Hello there,
I am currently evaluating Prodigy (thanks Walter ) and testing out if it can help me to build a NER model that recognizes entities in my specific domain.
The sentences are in average 75 characters long and rather more like a "product description" than a gramatically qualified sentence with nouns, objects, adjectives, etc..
To start the experiment, I created a patterns file that contains both specific terms as well as wildcard rules that match measurements (e.g. 100 kg, 50 gramms, etc.).
Example of the labels:
- {"label": "COLOR", "pattern": "green"}
- {"label": "COLOR", "pattern": "blue"}
- ...
- {"label": "KG", "pattern": [{"LIKE_NUM": true, "OP": "?"}, {"LOWER": "kg"}]}
Then, I started the ner.teach recipy like this
prodigy ner.teach prodigy_test7 en_core_web_md ./prodigy_test_products.jsonl --label COLOR,KG --patterns ./prodigy_test_patterns.jsonl
The question
I would also like to train the model on SKUs. These kind of tokens have a characteristic that they are more or less random strings that do not follow any pattern (as they are defined by manufacturers based on their own decisions).
These tokens can be "anything" and they can be anywhere in a sencence.
Token examples
- 204A-XR-888
- 475 SSIG 06
- USR8IBNU4-SE.333K
- 063 890 4 210
I have thousands of SKUs available as a list, so I can create a patterns file. But will the model be able to generalize on this? It would be great to know beforehand, if this is realistic before starting with annotation.
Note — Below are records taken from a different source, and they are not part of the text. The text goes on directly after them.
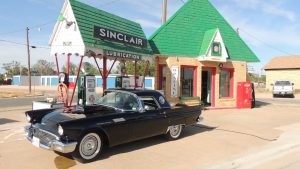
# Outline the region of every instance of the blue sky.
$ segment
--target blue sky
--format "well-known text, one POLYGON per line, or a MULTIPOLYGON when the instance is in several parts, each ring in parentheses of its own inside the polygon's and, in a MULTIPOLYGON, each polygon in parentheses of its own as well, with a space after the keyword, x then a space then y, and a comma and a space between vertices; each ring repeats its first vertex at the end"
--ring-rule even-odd
MULTIPOLYGON (((142 24, 149 37, 161 23, 162 0, 81 0, 99 9, 142 24)), ((183 0, 184 2, 187 0, 183 0)), ((64 0, 9 0, 0 6, 0 40, 26 42, 30 30, 32 45, 47 46, 64 0), (38 29, 37 25, 43 25, 38 29), (37 27, 36 27, 37 26, 37 27)), ((300 55, 300 6, 298 0, 210 0, 260 58, 257 72, 274 56, 300 55)), ((168 0, 168 17, 183 5, 168 0)), ((0 42, 0 67, 13 60, 27 64, 26 47, 0 42)), ((54 61, 49 49, 32 49, 32 62, 54 61)), ((76 62, 76 61, 75 61, 76 62)), ((3 72, 0 68, 0 72, 3 72)))

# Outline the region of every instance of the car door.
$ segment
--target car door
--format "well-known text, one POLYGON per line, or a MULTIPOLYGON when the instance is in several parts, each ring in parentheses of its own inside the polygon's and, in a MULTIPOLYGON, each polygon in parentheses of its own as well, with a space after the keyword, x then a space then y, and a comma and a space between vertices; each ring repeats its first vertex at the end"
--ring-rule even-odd
MULTIPOLYGON (((146 97, 144 97, 146 98, 146 97)), ((144 107, 145 112, 136 112, 136 119, 132 120, 129 124, 129 132, 135 140, 147 138, 166 132, 168 127, 168 121, 164 110, 162 110, 153 97, 147 97, 153 99, 153 103, 156 104, 155 109, 148 109, 144 107)), ((146 104, 144 104, 146 106, 146 104)))

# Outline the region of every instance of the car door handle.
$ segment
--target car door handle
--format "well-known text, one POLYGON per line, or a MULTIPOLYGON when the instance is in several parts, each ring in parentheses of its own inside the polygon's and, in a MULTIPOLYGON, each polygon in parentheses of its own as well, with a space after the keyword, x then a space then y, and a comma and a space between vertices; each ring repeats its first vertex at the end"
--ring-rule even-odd
POLYGON ((113 121, 115 122, 115 123, 120 123, 120 122, 124 122, 124 121, 126 121, 124 118, 117 118, 117 119, 113 119, 113 121))

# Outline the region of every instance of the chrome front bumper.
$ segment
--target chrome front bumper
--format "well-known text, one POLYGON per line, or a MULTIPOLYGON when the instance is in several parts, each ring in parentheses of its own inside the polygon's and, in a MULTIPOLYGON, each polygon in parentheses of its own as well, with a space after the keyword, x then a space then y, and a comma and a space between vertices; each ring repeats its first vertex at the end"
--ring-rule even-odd
MULTIPOLYGON (((43 143, 40 141, 36 142, 33 140, 33 137, 35 137, 35 136, 32 132, 30 132, 30 128, 31 128, 31 126, 26 126, 26 127, 24 127, 24 131, 26 133, 27 139, 36 147, 43 148, 43 149, 50 150, 50 151, 58 151, 61 153, 71 153, 76 148, 77 142, 63 143, 63 142, 59 141, 59 138, 56 135, 54 135, 48 131, 42 130, 42 129, 38 129, 38 130, 40 132, 43 132, 45 135, 49 135, 55 139, 48 139, 47 143, 45 143, 45 142, 43 143)), ((38 140, 40 139, 39 137, 36 137, 36 138, 38 140)))

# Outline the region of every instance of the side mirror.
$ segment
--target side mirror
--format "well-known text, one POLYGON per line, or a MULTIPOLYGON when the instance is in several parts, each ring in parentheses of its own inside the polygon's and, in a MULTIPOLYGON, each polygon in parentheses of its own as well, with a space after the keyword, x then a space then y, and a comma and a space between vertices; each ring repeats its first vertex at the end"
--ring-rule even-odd
POLYGON ((139 108, 138 112, 140 113, 144 113, 145 112, 145 109, 143 109, 142 107, 139 108))
POLYGON ((295 85, 295 83, 292 83, 292 85, 294 86, 294 85, 295 85))
POLYGON ((272 84, 270 84, 271 86, 274 86, 274 84, 272 83, 272 84))
POLYGON ((150 110, 150 107, 148 105, 145 105, 145 110, 150 110))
Just a few minutes ago, I read this thread https://support.prodi.gy/t/help-first-process-of-annotation/4156/2 where Ines writes:
When using NER, make sure that your entity types still follow the same conceptual idea of "named entities", otherwise your model might struggle to learn them efficiently. They don't have to be
PERSON
orORG
, but they should work in a similar way and describe distinct expressions like proper nouns with clear boundaries that can be determined from the local context. If that's not the case, a named entity recognition model might not be the right fit for what you're trying to do. Instead, you might want to experiment with a hybrid pipeline of more generic and classic NER labels + a text classification model.
In case this also applies to my NER problem, what does Ines advice (hybrid pipeline) mean in practice? I am not that deep in the topic yet and her advice is still a bit abstract for me.
Thanks for all your help
Jens